I’m afraid I don’t have an iPhone any more. I traded it in for a Samsung last year. Sorry I can’t contribute to your social experiment! 🙂
Carrie S G says
It’s a beautiful home. The renovations are a bit masculine in my opinion – I wonder if her husband had any say in the choices? Did the article mention him?
They do mention her husband in the article. The rooms do look pretty masculine, don’t they?
Except for all the green in the kitchen, I like the “before” rooms much better. Okay, I do like the new kitchen terracotta and the copper pots, and the La Cornue range is pretty spectacular. But they’ve La Cornued the entire kitchen! They took out the round stained glass windows in the living room! And don’t even get me started about the dining room – yuck. This was a beautiful 1930s Spanish-style California house and it’s been turned into an anonymous upscale hotel.
I agree. The only improvements were the oversized doors in the living room and the LaCornue range. However, turn the entire room into the range and it looses its impact. Ellen Pompeo and Bullard ruined this house but then again, I’ve never been impressed with Pompeo or Bullard so this in no surprise.

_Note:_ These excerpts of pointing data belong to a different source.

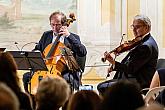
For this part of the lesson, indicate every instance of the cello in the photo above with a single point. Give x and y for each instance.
(57, 58)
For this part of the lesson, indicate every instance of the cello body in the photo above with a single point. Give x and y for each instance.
(55, 64)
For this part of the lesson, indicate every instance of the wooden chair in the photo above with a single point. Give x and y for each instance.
(152, 94)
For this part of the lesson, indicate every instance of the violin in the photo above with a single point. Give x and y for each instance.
(124, 47)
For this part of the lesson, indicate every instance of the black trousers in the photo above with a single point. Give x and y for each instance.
(102, 87)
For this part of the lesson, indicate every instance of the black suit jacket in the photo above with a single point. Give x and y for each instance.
(140, 62)
(73, 42)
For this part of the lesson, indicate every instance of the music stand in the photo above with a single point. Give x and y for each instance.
(32, 61)
(2, 49)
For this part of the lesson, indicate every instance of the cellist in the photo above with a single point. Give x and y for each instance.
(70, 40)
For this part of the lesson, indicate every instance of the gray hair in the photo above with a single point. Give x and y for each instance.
(143, 18)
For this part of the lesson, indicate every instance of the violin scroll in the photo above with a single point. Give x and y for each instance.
(124, 47)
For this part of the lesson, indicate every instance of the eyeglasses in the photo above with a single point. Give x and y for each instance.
(136, 26)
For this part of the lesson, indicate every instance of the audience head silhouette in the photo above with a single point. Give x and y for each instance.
(52, 93)
(84, 100)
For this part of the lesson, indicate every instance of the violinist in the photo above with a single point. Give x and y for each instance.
(139, 64)
(70, 40)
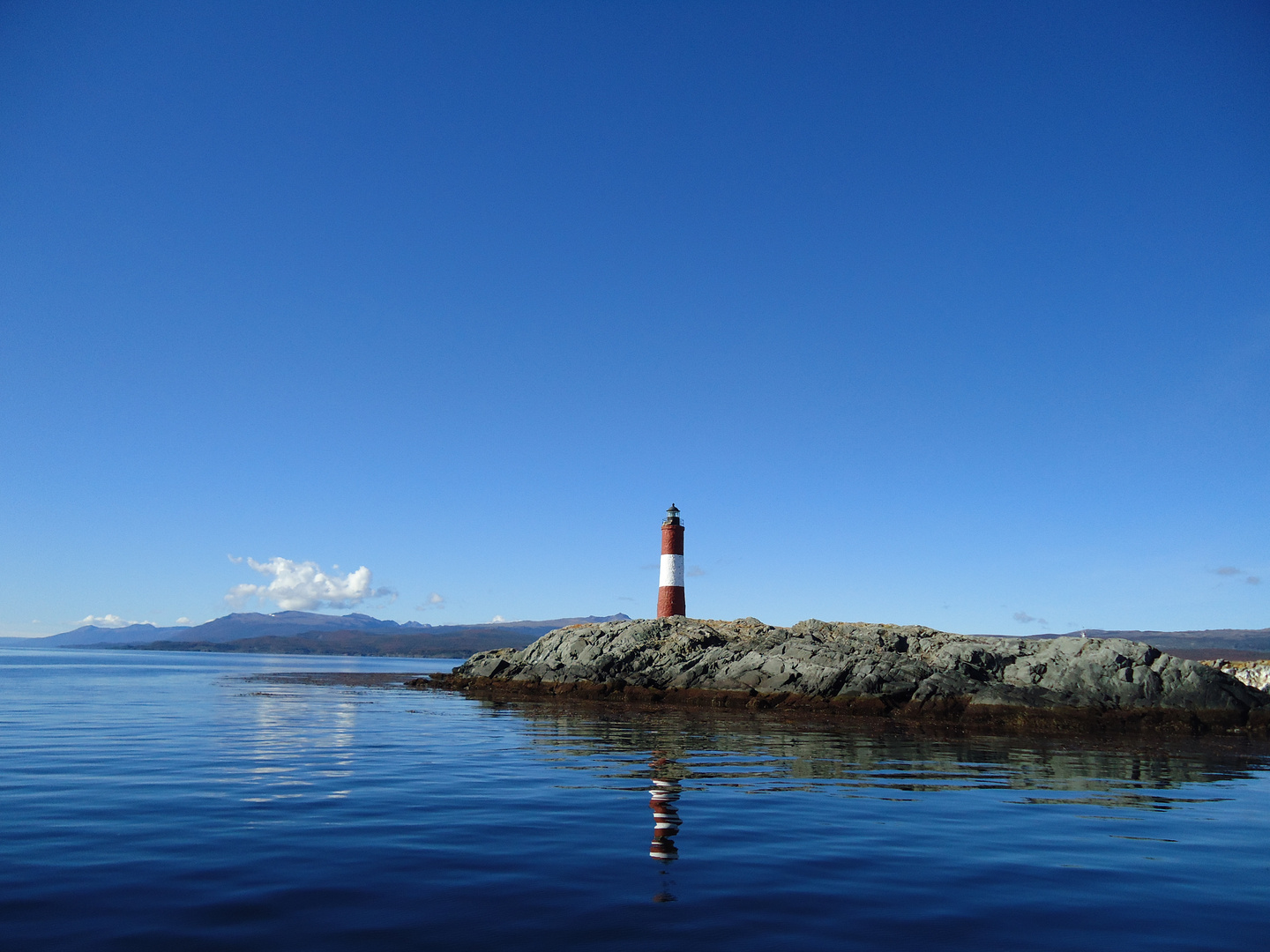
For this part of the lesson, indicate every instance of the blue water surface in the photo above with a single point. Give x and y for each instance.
(170, 801)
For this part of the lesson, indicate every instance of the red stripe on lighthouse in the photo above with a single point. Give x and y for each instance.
(669, 593)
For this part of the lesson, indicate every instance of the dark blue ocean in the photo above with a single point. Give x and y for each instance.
(168, 801)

Hmm, mixed feeling about this one. The designer says it had been scrubbed of patina and they wanted to give it age and dignity. If that had been the case, I think I would have researched what it was like originally and studied other houses by the architect or similar Spanish ones of the time and tried to bring back some of those materials, details, and styling. This doesn’t look of its age and era to me. But then, I’m more of a preservationist. That said, the kitchen is a vast improvement, though it looks like it could win a most expensive kitchen remodel contest, and I like the tall doors in the living room (too much of a gap between the previous ones and the round windows above) and the accented height of the long curtains. The living room looks well balanced, where the before did not, though it does have a bit of a hotel lobby feel, as you said. I don’t care for the gray limed oak look of all the wood, and it doesn’t seem to fit a Spanish house, though the orangey tones of the before didn’t either (I think originals of the period had more contrast with dark woods and white plaster walls). Certainly well designed, but not my style.

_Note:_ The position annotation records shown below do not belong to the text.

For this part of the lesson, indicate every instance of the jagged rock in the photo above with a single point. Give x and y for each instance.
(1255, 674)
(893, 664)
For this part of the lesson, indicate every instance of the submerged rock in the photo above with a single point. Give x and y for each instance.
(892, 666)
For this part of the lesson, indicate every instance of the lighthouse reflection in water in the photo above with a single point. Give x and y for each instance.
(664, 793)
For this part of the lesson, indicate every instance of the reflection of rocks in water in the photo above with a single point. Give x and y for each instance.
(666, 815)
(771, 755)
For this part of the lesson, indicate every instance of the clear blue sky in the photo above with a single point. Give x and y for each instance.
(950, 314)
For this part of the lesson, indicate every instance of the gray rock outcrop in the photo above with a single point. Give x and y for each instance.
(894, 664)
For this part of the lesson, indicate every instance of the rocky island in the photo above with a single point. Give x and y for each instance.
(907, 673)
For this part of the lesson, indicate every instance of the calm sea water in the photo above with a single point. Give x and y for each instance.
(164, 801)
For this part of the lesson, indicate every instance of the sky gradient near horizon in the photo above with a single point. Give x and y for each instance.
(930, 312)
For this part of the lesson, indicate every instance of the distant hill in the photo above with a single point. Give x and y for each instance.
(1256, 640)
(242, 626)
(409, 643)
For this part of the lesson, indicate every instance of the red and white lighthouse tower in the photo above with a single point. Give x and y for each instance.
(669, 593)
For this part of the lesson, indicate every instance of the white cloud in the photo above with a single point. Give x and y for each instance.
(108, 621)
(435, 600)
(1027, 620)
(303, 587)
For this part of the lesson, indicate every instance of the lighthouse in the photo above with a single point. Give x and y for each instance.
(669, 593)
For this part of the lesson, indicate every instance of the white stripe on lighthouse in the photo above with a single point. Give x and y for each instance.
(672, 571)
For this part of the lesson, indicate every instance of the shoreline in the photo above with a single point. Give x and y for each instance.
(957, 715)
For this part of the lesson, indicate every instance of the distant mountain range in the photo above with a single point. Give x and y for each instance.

I do prefer the after (mostly), except I don’t like the floor covering in the living room. I prefer the original wood. The proportions of the design are so much better. There are a lot of key trends represented here: the brass accents in the dining room, the limed woods, industrial meets Moorish, navy blue — so maybe you are right on with terra cotta being right on trend.
Although I admire the fact he kept the ceilings intact, the kitchen to me looks underlit for the nighttime, especially in the prep areas along the wall. Although I guess all that wonderful La Cornue cabinetry, Grand Palais stove and the La Flamberge rotisserie won’t actually get a lot of use.
Alie B says
Actually, it seems that Ellen enjoys cooking. Please see…..
What a nice story! I love that she did that.
Oh that’s great! What a great cause. The phrase “aged out of foster care” just guts me. No kid should suffer that.
I am LUSTING over that White Oak dining room!! WOW.
It’s a crying shame they got rid of the Arched window in the living room and the wood in the dining room. I really think the entire dining room change is ugly.
Barbara H. says
I like the living room “after” better, even though I do miss the round stained glass windows. The furniture and windows look much more in proportion to the size of the room and height of the ceiling.
I’d really like to see the article in Architectural Digest that you linked, but when I click on the link it takes me (over and over) to an ad for something unrelated. This happens to me from time to time on your site. Am I doing something wrong? Or is there a fix for this?
Whenever that happens, try refreshing the page. It’s like all the links on my blog get mixed up sometimes and have to “reset.” I have asked several “tech people” why that happens sometimes and no one can ever replicate the issue or tell me what’s causing it. Sorry about that! It’s annoying, I know. :-/
Here’s the AD link if you want to try this one instead: https://www.architecturaldigest.com/celebrity-homes/2014/ellen-pompeo-los-angeles-villa-article
Other than the dining room, which looks like a page from the Restoration Hardware catalog, the rest of the house is – as Martyn would say – DELICIOUS!
I like your Martyn impression, Tricia!
Laura S. says
I like her first home alot!
If those stained glass windows in the great room were original, I’m crying right now….
leslie H. says
I have to say while the remodels are great to look at, I am not a fan of original flooring and casings being torn out. The homes story is sometimes lost, and I think this house is an example of that.
Kim Blair says
I don’t like it Before or After particularly.
I am sad too about the stained glass window, the bookcase and the arched window in the before picture. This man ruined a classic, IMO.
Yes! Why, oh why, do people buy historic homes only to bastardize them? They should buy an empty lot and design/build their own.
Bob Bies says
Regardless of what others think, I still find the house cute and very spacious now. I also love the color combination that makes the house cooler than it looked before.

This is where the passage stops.